Induction time! We now know that if we pick an n and believe (for some reason) that maxT works for any height-n tree, then it immediately must work for any height-(n+1) tree. Let's pick n = 0. We know by the "base case" that maxT works for Leafs, so suddenly we know that maxT works for height-1 trees. This was our "example case". Now, given that knowledge, we can immediately see maxT works for height-2 trees. And then height-3 trees. And then height-4. And so on and on and on.

This completes a proof* that maxT is correct.

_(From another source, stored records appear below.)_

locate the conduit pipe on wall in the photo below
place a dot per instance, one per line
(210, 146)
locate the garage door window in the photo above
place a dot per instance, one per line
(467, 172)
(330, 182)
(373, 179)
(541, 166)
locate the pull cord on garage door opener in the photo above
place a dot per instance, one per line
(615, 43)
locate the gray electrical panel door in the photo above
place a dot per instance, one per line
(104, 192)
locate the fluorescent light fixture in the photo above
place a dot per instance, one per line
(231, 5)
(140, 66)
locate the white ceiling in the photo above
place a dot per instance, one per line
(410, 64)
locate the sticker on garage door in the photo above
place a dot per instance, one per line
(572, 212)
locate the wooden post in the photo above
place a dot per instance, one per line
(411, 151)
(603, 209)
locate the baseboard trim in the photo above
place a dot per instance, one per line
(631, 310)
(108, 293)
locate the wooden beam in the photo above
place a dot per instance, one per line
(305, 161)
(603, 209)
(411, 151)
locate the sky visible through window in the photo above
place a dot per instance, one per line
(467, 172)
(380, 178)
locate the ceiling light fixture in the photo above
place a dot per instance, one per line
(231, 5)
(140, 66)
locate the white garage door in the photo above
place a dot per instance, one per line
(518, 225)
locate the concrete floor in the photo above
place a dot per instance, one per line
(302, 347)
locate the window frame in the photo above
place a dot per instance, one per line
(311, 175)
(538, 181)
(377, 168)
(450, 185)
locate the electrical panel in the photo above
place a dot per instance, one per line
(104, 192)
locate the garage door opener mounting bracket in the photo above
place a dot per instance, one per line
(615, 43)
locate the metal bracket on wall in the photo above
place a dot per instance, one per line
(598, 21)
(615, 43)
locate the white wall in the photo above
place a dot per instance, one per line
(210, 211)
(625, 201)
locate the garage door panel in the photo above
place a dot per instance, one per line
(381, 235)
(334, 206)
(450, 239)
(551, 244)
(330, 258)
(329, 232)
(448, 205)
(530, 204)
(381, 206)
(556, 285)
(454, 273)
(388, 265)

*I have to leave a few caveats. We didn't really do the fiddly details to show that the max chains work out, though it makes sense. I also didn't really prove that the induction step works—what if there were more ways to make a height-(n+1) tree than just using Node on height-n or lesser trees? The more powerful way is to "break apart" a height-n tree, but that's a little harder to see, I think. Finally, we would want to really think hard about what happens if we send in maxT (Leaf undefined) or other pathological values like that. These arise in Haskell because it's a (turing-complete) computer language instead of pure math. Honestly, these little bits don't change a whole lot for your situation, though.